3. Siddiq D, Darouiche RO. New strategies to prevent catheter-associated urinary tract infections. Nat Rev Urol. 2012;9:305–314.

ADDITIONAL READING

Hollingsworth M, Quiroz F, Guralnick ML. The management of retained Foley catheters. Can J Urol. 2004;11(1):2163–2166.

See Also (Topic, Algorithm, Media)

• Benign Prostatic Hyperplasia

• Foley Catheter Problems (Insertion and Removal) Images

• Foley Catheter Problems (Insertion and Removal) Algorithm

• Postobstructive Diuresis

• Urethral Stricture Disease

CODES

ICD9

• 996.64 Infection and inflammatory reaction due to indwelling urinary catheter

• 996.76 Other complications due to genitourinary device, implant, and graft

• V53.6 Fitting and adjustment of urinary devices

ICD10

• T83.51XA Infect/inflm reaction due to indwell urinary catheter, init

• T83.89XA Other specified complication of genitourinary prosthetic devices, implants and grafts, initial encounter

• Z46.82 Encounter for fitting and adjustment of non-vascular catheter

CLINICAL/SURGICAL PEARLS

• Proper initial catheter placement will prevent many subsequent problems.

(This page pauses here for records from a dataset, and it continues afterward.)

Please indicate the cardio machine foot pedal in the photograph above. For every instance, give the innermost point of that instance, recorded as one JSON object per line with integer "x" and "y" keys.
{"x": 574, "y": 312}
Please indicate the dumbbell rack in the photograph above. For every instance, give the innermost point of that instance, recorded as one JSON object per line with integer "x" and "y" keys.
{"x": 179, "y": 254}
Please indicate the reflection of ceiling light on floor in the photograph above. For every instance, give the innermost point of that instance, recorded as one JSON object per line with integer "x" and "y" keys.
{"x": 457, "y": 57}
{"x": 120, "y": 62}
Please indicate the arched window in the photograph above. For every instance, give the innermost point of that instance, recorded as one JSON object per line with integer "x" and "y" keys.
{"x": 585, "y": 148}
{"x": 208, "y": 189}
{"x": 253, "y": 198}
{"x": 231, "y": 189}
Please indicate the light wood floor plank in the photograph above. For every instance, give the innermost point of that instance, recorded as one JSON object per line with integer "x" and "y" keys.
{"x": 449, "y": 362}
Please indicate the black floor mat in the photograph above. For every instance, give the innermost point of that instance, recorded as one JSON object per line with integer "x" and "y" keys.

• A calm patient and proper equipment are critical for success.

• If dilation is necessary, always confirm wire in bladder before dilating.

• Perform voiding trials at times that allow for reinsertion of difficult catheter at a convenient time.

• Suprapubic catheterization is a reliable method of bladder drainage, if needed.

• Remove catheter as soon as possible to reduce risk of catheter-associated UTI.